I’m happy to say that the momentum for digital inclusion work at the Arizona State Library will continue after the NDIA Digital Inclusion Corps pilot ends this month. This week we had the second Digital Inclusion Working Group meeting. Working group is an apt name as we are still determining what our scope is. Ultimately, our aim is to support libraries as digital inclusion champions by improving institutional capacity for providing digital services at the local library level. We know that we want to specifically support “under-connected” libraries in Arizona, and our early discussions have illuminated that given the complex and idiosyncratic nature of measuring digital divides, there’s no clear definition of what “under-connected” means for libraries. We know that many Arizona libraries do not provide access to the FCC’s minimum standard for broadband, but broadband is only one leg of the 3-legged (or 5-legged) digital inclusion stool. How can we characterize the barriers to digital inclusion for libraries and library staff?
Our first steps are to compile data from a variety of internal and external sources and to create a system for prioritizing libraries based on digital inclusion need. As one means of orienting our data, we are utilizing the 5 components of digital inclusion. Of course, some of this data will be easier to capture than others and at this point in our deliberations we are speaking of these topics abstractly. It’s also important to note that while we can use data to inform our activities, the librarians-on-the-ground are equal partners in this effort and will ultimately be the ones who determine what areas to address, if any.
The State Library requests annual statistics from all public libraries in the state, including information about the type of Internet connectivity and the maximum speed of connection in the building. Libraries self-report data, but not all libraries report back for various reasons. Once our internal data is processed, we plan to incorporate additional regional information (i.e. BroadbandNow and the Digital Divide Index) to paint a clearer picture of the library’s role as an anchor institution in providing access for the community.
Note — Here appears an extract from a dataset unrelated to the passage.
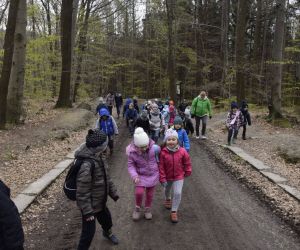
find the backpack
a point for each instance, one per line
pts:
(70, 185)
Our statistics count the total number of public access computers at the library, but do not provide information about the age or condition of the machines. We will seek qualitative data concerning whether the computers are able to meet end-user needs.
For our purposes, this refers to the techknowledge of the library staff, awareness and comfort level of digital services, and understanding of avenues for increasing broadband capacity in the building—E-rate is a good place to start. In my experience talking with Arizona libraries this year as part of the NDIA corps, I’ve found that training will also involve library advocacy to community stakeholders.
This criteria will get at the availability of IT support for the library and the library staff. Anecdotally, we know that in some cases the library is supported by one IT staff for the whole county or tribe, and in other cases the library is only supported by the service provider.
We’re still determining what type of information we will seek regarding librarian-facing content. It may involve continuing education training for 21st century library services, such as a web presence for the library, library management systems, and provision of electronic resources. It may involve looking at digital inclusion solutions to addressing relevant community needs and increasing use by non-adopters.